Os alunos que fazem parte do Projeto Proteger Teresópolis participaram, no dia 13 de setembro, da primeira capacitação presencial da segunda etapa do trabalho. Reunidos no campus do Centro Universitário Serra dos Órgãos (Unifeso), analisaram os dados já colhidos em duas comunidades da região do Bairro de São Pedro e debateram as principais necessidades identificadas nas moradias visitadas pelo grupo até o momento. Participaram do encontro a professora Vivian Paim, diretora do Centro de Ciências e Tecnologia (CCT), a professora Roberta Amaral, diretora de Pós-graduação, Pesquisa e Extensão (DPPE), o coronel Albert Andrade, secretário de Defesa Civil do município de Teresópolis, Anderson Duarte, coordenador de Extensão e do Proteger Teresópolis e o professor Thiago Carnavale, docente do curso de Engenharia e quem conduziu a oficina sobre a construção dos índices a partir dos dados colhidos em campo pelos alunos.

“Os dados trazidos pelos alunos são muito importantes para a construção dos índices, mas a diferença que o trabalho desenvolvido pelo projeto faz na construção destes futuros profissionais, é imensurável.
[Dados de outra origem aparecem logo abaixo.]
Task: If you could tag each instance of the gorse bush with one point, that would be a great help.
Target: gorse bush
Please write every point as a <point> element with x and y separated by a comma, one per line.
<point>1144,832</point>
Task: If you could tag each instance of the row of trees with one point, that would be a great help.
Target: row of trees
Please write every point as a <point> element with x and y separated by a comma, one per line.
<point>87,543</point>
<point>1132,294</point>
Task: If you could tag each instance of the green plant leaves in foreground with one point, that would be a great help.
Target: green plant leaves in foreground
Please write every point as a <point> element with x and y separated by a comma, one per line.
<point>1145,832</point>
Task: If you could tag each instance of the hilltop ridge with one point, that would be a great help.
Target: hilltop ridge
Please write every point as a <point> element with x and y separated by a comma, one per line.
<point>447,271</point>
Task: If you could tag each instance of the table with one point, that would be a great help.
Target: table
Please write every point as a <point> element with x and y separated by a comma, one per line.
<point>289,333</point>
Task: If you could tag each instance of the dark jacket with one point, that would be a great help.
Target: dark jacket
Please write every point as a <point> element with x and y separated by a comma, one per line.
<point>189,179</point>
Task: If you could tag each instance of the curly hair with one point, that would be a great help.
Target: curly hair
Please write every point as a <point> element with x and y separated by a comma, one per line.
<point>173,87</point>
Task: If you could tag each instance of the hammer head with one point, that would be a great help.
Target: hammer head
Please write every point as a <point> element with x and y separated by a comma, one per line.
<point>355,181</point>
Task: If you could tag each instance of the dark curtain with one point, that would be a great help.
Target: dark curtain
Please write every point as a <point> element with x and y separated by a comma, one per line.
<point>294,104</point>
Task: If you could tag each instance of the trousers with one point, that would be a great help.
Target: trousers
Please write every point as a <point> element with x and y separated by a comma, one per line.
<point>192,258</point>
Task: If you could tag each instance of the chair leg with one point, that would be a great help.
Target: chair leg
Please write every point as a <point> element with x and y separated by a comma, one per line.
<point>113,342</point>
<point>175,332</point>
Trazer as dificuldades vividas pelas pessoas no dia a dia, para além do que está presente no questionário aplicado, é a melhor resposta que podemos esperar do Proteger na vida dos nossos alunos”, enalteceu a professora Vivian Paim. Durante o encontro, os extensionistas tiveram a chance de compartilhar suas experiências em campo e dividir algumas situações comoventes e sensíveis nos bairros do Pimentel e Perpétuo.

“Ver doenças, que hoje têm tratamento mais acessível e relativamente simples, como a tuberculose, ainda presentes na sociedade e vitimando muitos teresopolitanos, me deixou bastante impactada. Como aluna do curso de Medicina, vejo que a informação é muito mais importante em certas comunidades do que intervenções do poder público mais robustas. Conhecer essas pessoas é fundamental para proporcionar uma vida mais digna e com qualidade, e isso o Proteger faz muito bem, produz conhecimento sobre essas famílias e vidas”, relata a estudante Ana Carolina Borba de Frias, do curso de Medicina do Unifeso.

O coronel Albert enalteceu a capacidade produtiva dos alunos e salientou como o trabalho tem feito a diferença para a organização institucional da Defesa Civil. “Cada um dos questionários preenchidos pelos alunos do Proteger traz informações muito mais importantes do que apenas um retrato técnico e científico, eles nos mostram como podemos fazer do nosso trabalho um instrumento de mudança na vida daquelas pessoas. Conhecemos necessidades reais, nos organizamos enquanto instituição que prega a prevenção, ou seja, podemos ser mais eficientes e humanos no nosso trabalho”, diz o secretário de Defesa Civil.

Para a professora Roberta Amaral, o projeto está cumprindo o seu papel enquanto atividade de Extensão, mas, acima de tudo, servindo de parâmetro para que outros municípios desenvolvam o mesmo trabalho. “Não temos dúvida da importância do Proteger na vida do teresopolitano, mas o exemplo que estamos dando para o país, através de um projeto inédito, pode ser ainda mais relevante. Os resultados positivos já colhidos e transformados em inovação administrativa para o poder público podem fazer com que a metodologia ultrapasse nossas fronteiras e isso seria incrível do ponto de vista do aprimoramento da administração pública”, ilustra a professora Roberta.

Para a sequência do projeto uma nova comunidade será analisada e contará com o reforço dos alunos do curso de Direito do Unifeso, que, através do trabalho da Clínica de Direito, farão as visitas a campo e posteriormente a análise de dados, conjuntamente com os participantes do Proteger. Em Santa Cecília, atuarão, além dos setenta componentes do projeto, outros trinta estudantes graduandos em Direito. “Esse é um reforço importante para o projeto e uma oportunidade de incluirmos questões muito sensíveis ao teresopolitano, como a regularização fundiária e os direitos envolvendo a propriedade. A ocupação do solo e os aspectos legais dessa ocupação são preocupações desta nova etapa do Proteger”, explica Anderson Duarte. Além de Santa Cecília, até o final desta segunda etapa, mais quatro comunidades receberão os alunos do Proteger: Rosário, Barroso, Morro do Tiro e Ilha do Caxangá.